Letter from WM H. Marshall of INS to OpaTranscription:
U.S. Department of Justice
Immigration and Naturalization Service
Ellis Island, New York Harbor, N.Y.
December 1, 1941
Mr. Thomas Walter Doeppner,
The Department of Justice, Washington, D.C., has granted you an extension to February 1, 1942. During this time please submit a certificate from the proper official of the college which you are attending to the effect that you are enrolled in full time day classes, if this is a fact. When this has been received, consideration will be given to changing your status to that of a 4(E) student.
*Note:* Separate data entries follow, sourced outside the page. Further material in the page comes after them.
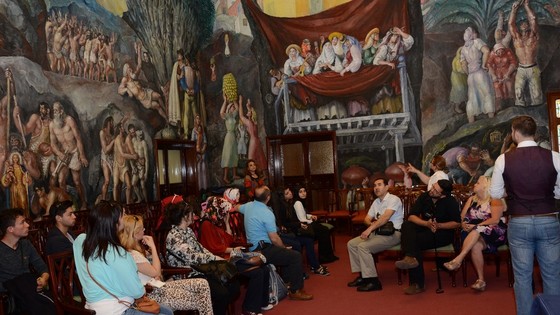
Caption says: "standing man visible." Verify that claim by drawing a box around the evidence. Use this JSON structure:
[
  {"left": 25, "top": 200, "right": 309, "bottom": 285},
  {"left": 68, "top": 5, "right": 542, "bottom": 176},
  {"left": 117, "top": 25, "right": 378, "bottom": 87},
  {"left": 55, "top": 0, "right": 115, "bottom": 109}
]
[
  {"left": 0, "top": 209, "right": 56, "bottom": 314},
  {"left": 45, "top": 200, "right": 76, "bottom": 255},
  {"left": 237, "top": 186, "right": 313, "bottom": 301},
  {"left": 347, "top": 177, "right": 404, "bottom": 292},
  {"left": 490, "top": 116, "right": 560, "bottom": 315},
  {"left": 508, "top": 0, "right": 543, "bottom": 106},
  {"left": 49, "top": 102, "right": 88, "bottom": 209},
  {"left": 395, "top": 179, "right": 461, "bottom": 295}
]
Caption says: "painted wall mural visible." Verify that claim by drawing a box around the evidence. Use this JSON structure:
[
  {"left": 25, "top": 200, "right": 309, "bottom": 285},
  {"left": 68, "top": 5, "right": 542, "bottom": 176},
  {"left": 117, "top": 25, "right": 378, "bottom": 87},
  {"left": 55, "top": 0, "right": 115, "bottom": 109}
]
[{"left": 0, "top": 0, "right": 560, "bottom": 217}]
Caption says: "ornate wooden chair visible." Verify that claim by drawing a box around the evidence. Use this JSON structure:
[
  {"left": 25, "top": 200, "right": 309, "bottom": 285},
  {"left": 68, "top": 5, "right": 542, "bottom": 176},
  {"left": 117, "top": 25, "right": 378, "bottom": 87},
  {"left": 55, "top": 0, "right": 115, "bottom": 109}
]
[{"left": 47, "top": 251, "right": 95, "bottom": 315}]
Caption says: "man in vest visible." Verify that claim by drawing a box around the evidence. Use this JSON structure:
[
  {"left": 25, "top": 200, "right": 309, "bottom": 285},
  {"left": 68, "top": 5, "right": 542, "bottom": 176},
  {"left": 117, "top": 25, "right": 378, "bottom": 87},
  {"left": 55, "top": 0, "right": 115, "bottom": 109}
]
[{"left": 490, "top": 116, "right": 560, "bottom": 315}]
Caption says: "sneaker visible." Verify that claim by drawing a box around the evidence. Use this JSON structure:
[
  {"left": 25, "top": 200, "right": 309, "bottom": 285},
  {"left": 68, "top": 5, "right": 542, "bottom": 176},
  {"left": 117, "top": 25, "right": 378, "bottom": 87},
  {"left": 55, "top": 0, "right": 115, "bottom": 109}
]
[
  {"left": 404, "top": 283, "right": 426, "bottom": 295},
  {"left": 261, "top": 304, "right": 274, "bottom": 311},
  {"left": 395, "top": 256, "right": 418, "bottom": 269},
  {"left": 288, "top": 290, "right": 313, "bottom": 301},
  {"left": 311, "top": 266, "right": 331, "bottom": 276}
]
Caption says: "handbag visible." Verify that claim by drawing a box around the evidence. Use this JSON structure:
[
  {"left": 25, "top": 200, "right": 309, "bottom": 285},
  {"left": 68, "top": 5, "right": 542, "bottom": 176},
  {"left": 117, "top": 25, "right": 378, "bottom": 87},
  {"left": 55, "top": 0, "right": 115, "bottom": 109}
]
[
  {"left": 296, "top": 224, "right": 315, "bottom": 238},
  {"left": 377, "top": 221, "right": 395, "bottom": 236},
  {"left": 86, "top": 263, "right": 160, "bottom": 314},
  {"left": 191, "top": 260, "right": 238, "bottom": 284}
]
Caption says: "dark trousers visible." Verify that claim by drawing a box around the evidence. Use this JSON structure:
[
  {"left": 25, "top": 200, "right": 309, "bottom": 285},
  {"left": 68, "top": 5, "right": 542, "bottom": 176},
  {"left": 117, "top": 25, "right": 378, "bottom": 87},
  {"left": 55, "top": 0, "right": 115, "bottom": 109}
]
[
  {"left": 401, "top": 221, "right": 453, "bottom": 288},
  {"left": 237, "top": 264, "right": 270, "bottom": 313},
  {"left": 311, "top": 221, "right": 334, "bottom": 261},
  {"left": 202, "top": 277, "right": 239, "bottom": 315},
  {"left": 257, "top": 244, "right": 303, "bottom": 292}
]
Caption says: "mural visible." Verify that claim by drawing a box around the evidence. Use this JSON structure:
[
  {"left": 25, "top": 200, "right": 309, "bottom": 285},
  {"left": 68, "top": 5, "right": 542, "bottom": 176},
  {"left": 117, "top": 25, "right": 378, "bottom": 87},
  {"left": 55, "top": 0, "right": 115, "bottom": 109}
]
[{"left": 0, "top": 0, "right": 560, "bottom": 217}]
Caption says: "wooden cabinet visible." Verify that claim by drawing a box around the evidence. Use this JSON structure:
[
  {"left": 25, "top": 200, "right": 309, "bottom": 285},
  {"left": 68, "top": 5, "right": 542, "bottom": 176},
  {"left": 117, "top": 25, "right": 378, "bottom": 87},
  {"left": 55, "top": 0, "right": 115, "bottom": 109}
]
[
  {"left": 546, "top": 91, "right": 560, "bottom": 152},
  {"left": 266, "top": 131, "right": 338, "bottom": 210},
  {"left": 154, "top": 139, "right": 199, "bottom": 200}
]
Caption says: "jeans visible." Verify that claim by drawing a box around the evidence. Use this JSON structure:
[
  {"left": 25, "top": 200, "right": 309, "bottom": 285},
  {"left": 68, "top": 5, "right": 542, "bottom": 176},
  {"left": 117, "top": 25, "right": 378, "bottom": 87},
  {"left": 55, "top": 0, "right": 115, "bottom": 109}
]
[
  {"left": 508, "top": 216, "right": 560, "bottom": 315},
  {"left": 123, "top": 304, "right": 173, "bottom": 315}
]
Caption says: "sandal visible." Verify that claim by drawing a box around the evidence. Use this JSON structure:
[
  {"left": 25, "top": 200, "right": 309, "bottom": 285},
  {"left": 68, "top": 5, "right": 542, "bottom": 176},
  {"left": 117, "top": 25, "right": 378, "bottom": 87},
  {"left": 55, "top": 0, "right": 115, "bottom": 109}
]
[
  {"left": 471, "top": 279, "right": 486, "bottom": 292},
  {"left": 443, "top": 260, "right": 461, "bottom": 271}
]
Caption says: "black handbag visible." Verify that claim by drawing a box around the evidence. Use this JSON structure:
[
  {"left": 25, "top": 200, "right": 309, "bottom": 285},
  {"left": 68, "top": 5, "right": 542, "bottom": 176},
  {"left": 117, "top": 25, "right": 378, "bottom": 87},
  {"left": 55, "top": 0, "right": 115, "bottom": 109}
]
[
  {"left": 377, "top": 221, "right": 395, "bottom": 236},
  {"left": 191, "top": 260, "right": 238, "bottom": 284}
]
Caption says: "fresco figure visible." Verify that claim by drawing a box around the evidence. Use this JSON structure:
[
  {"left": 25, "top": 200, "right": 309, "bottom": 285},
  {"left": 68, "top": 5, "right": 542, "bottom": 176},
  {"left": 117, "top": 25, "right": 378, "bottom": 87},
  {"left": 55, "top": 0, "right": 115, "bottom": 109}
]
[
  {"left": 486, "top": 43, "right": 517, "bottom": 111},
  {"left": 113, "top": 122, "right": 138, "bottom": 204},
  {"left": 329, "top": 32, "right": 346, "bottom": 62},
  {"left": 167, "top": 49, "right": 186, "bottom": 126},
  {"left": 99, "top": 116, "right": 115, "bottom": 200},
  {"left": 340, "top": 36, "right": 362, "bottom": 76},
  {"left": 118, "top": 63, "right": 167, "bottom": 120},
  {"left": 301, "top": 38, "right": 317, "bottom": 74},
  {"left": 13, "top": 102, "right": 54, "bottom": 178},
  {"left": 191, "top": 115, "right": 208, "bottom": 189},
  {"left": 371, "top": 27, "right": 414, "bottom": 113},
  {"left": 449, "top": 46, "right": 468, "bottom": 114},
  {"left": 130, "top": 124, "right": 149, "bottom": 202},
  {"left": 509, "top": 0, "right": 543, "bottom": 106},
  {"left": 220, "top": 92, "right": 239, "bottom": 184},
  {"left": 284, "top": 44, "right": 312, "bottom": 76},
  {"left": 49, "top": 102, "right": 89, "bottom": 209},
  {"left": 494, "top": 10, "right": 511, "bottom": 48},
  {"left": 239, "top": 95, "right": 268, "bottom": 169},
  {"left": 2, "top": 152, "right": 32, "bottom": 217},
  {"left": 461, "top": 27, "right": 496, "bottom": 123},
  {"left": 362, "top": 27, "right": 380, "bottom": 65},
  {"left": 313, "top": 41, "right": 343, "bottom": 74}
]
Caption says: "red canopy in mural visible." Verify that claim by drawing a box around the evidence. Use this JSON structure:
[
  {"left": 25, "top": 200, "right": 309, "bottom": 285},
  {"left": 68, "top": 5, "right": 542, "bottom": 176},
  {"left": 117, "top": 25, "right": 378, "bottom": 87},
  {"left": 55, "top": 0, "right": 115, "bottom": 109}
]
[{"left": 247, "top": 0, "right": 410, "bottom": 96}]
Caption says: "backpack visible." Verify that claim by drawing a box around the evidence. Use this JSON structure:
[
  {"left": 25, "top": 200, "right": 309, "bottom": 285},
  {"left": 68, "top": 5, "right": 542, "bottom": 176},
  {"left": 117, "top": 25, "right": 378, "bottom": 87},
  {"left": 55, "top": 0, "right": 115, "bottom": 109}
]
[{"left": 267, "top": 264, "right": 288, "bottom": 305}]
Please submit this certification as promptly as possible.
Very truly yours,
WM. H. Marshall
Asst. District Director
New York District
Letter from Opa to Annelise Thieman of AFSC
Miss Annelise Thieman
American Friends Service Committee
20 S. 12th St.
Dear Miss Thieman:
Today I received a letter from the Dept. of Justice, in which they granted me an extension to February 1, 1941, and said that a change of my status to that of a 4(E) student will be considered as soon as they have a statement of the college that I am fully enrolled. I arranged for this statement immediately. I am rather pleased with this development, for I know that nothing can be done at this time about my immigration matters.
I may not have expressed myself clearly in my last letter to you. I did not refuse to register for military service, I simply answered the question whether I am conscientiously opposed to war with "yes," and I would assume that you as a Quaker can understand that I could not do differently and still be honest to myself..
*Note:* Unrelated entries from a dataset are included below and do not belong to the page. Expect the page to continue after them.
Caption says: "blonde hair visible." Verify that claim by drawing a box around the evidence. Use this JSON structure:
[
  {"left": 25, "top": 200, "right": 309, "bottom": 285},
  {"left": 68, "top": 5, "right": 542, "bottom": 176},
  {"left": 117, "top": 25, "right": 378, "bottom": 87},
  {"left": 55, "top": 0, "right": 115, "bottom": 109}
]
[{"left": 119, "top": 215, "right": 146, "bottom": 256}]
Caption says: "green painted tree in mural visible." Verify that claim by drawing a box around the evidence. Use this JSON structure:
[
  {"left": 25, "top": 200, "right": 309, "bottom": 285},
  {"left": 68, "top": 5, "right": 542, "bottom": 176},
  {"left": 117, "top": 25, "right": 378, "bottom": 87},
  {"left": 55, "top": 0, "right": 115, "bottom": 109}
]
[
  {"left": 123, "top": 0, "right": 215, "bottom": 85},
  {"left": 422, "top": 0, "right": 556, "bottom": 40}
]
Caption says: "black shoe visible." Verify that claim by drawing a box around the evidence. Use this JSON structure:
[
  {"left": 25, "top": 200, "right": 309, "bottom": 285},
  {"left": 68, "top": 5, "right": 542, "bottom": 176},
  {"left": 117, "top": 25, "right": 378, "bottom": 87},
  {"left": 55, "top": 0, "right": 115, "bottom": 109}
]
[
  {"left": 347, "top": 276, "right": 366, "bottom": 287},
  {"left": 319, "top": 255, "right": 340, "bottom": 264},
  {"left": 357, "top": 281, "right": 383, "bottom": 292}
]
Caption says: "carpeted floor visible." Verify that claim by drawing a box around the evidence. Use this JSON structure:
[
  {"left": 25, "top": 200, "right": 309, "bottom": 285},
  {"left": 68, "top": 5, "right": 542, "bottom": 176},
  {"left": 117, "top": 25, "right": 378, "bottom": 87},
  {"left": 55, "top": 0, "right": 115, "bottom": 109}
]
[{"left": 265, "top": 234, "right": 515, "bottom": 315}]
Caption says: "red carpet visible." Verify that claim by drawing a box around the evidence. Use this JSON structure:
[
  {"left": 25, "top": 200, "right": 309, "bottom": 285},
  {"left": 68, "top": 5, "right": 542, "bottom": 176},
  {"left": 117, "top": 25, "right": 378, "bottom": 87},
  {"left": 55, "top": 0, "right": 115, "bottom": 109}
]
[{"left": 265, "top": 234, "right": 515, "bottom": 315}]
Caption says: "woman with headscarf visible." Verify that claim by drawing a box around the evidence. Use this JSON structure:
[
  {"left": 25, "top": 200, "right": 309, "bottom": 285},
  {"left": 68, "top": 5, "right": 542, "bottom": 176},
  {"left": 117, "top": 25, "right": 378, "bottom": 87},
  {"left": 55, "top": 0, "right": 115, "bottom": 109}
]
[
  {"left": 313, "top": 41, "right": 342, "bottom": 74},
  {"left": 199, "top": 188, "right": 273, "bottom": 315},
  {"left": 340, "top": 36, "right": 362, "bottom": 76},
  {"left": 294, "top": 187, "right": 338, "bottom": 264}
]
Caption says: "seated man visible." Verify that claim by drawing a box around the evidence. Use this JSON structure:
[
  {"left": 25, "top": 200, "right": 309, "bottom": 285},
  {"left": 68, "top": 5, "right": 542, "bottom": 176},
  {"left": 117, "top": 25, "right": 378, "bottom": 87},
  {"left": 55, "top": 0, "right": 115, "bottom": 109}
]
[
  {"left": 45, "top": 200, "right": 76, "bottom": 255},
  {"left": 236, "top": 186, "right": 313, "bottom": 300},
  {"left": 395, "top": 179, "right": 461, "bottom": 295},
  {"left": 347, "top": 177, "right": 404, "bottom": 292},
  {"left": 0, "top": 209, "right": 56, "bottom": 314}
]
About my mother's matters: I am still trying to raise money for the Cuba affair, but because of the uncertainty involved, nobody wants to help. I wrote my mother that I am still working on "certain plans," but I myself have just about given up hope to get her out before this war is over.
Well, Opa gets his rebuttal. Let's start with that and go back to the main part after. I love the way he sort of starts with the classic debate technique of "Perhaps I wasn't clear enough, or else you'd understand." He rewords her original argument that he refused service when no one asked him to serve. He says that instead, what he did was answer a question honestly: are you opposed to war?- Yes. Then he tells Annelise he assumes that she as a Quaker would understand his need to answer honestly in opposition to war. (Quakers are historically theological pacifists.) Now- Opa didn't see the memos in response to his last question asking their opinion when it became clear that they were not all Quakers. However, I do think if he did see the memos he would have been even more irked as they didn't end up giving him any advice other than to do what he felt was right- and then Annelise chastised him for what he chose to do. I'm curious if Annelise will respond to this argument of Opa's.
Ok so to the main point of the letters: Opa's temporary visa has been extended to February 1, 1942 (Opa misquoted in his letter 1941)! This is great news- also the fact that Opa might be considered for a student visa, which would extend his approved times further and provide the ability to work in a steady job (I believe). So this is an exciting possibility for Opa to have more stability and less paperwork.
Opa's final remarks are sad, and go to confirm the feeling I have had over the last several letters and news about Ella's situation..."I myself have just about given up hope to get her out before this war is over."